The modernization of utility infrastructures is enabling increased efficiencies and reliability through digitization, connectivity, and IT-based approaches. Smart cyber assets are transforming both power and water grids, allowing operators to deploy and leverage a new generation of functionality and customer services. However, smart utilities are also highly vulnerable to cyberthreats, and security is, therefore, a primary concern, stated ABI Research.

security of smart utilities

Unfortunately, digital security remains largely unimplemented during utility modernization due to cost, resource, and time constraints. This is exasperated by issues with adapting cybersecurity to OT environments and an overall lack of knowledge and expertise in bridging these divides. Further, public sector efforts have petered out since 2012-2013, when both the United States and European Union were actively driving national cybersecurity strategies.

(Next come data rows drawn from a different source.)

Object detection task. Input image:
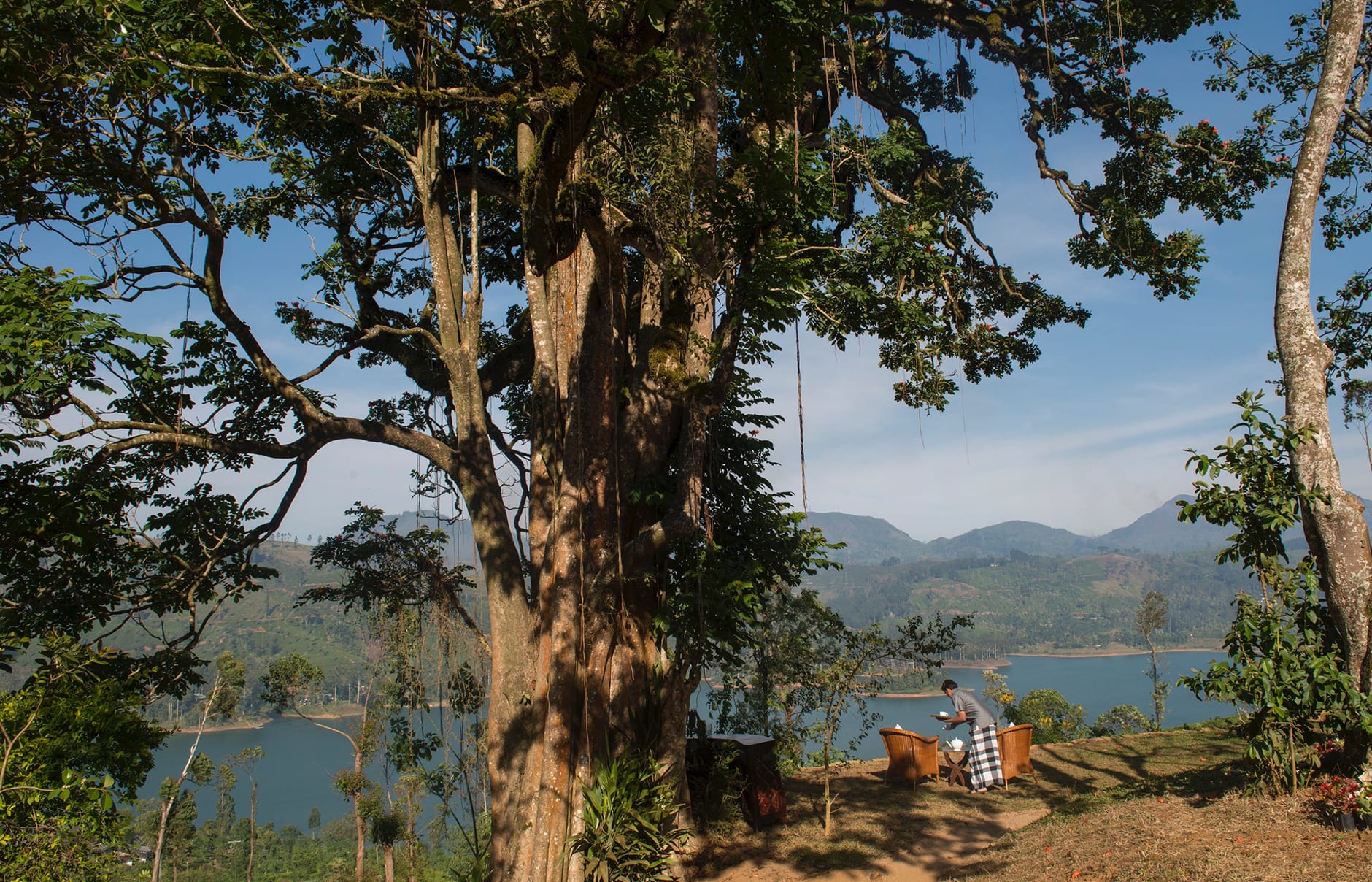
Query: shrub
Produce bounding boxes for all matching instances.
[572,752,686,882]
[1006,689,1085,745]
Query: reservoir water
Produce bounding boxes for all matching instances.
[139,651,1233,830]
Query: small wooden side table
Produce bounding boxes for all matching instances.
[943,751,968,787]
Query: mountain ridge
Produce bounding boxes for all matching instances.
[808,495,1372,565]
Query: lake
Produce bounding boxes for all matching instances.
[139,651,1233,830]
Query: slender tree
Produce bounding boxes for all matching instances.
[1235,0,1372,762]
[1135,591,1172,729]
[261,653,379,882]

The current U.S. administration seems to have dropped cybersecurity from its list of priorities, and the European Commission is struggling to get its NIS Directive off the ground and obtain adequate funding for ENISA to fulfill its mandate. Most of the EU member countries have not taken the NIS directive to cyber-secure critical infrastructure seriously.

“It seems that the United States and the European Union have forgotten that cybersecurity needs to be a continuous effort, not a one-time announcement to tick all the boxes,” said Michela Menting, Research Director of Digital Security at ABI Research.

The lack of sustained public support sends a deflated message to operators in the field about the importance of cybersecurity. “Worryingly, both power and water utilities have reported advanced persistent threats which exploit flaws in industrial control systems. More critically, run-of-the-mill cyberthreats such as ransomware and DDoS attacks are increasingly affecting operator’s cyber-assets, both on the back and front-end. Cybersecurity must be a concerted effort by all stakeholders, including the public. With only partial support, the risks intensify,” warned Menting.

While power and water grid stakeholders will spend over US$8 billion globally on cyber-securing utility infrastructures in 2018, only a small portion of that will be dedicated to operational technologies and smart systems.

Grid modernization efforts are an ideal time to start designing and integrating digital security and provide an opportunity for adapting existing mechanisms and processes to the OT space – from industrial control systems to smart meters. “Operators and other stakeholders should remain firm in their commitment to cybersecurity, despite the backseat public support.

Fortunately, from a private sector perspective, a growing vendor ecosystem – including companies such as CY-OT, ForeScout, Nokia Networks, Nozomi Networks, OSIsoft, Radiflow, Sierra Nevada Corporation, SkyBox Security, and Smart Energy Networks – is emerging to hopefully address these issues,” Menting concludes.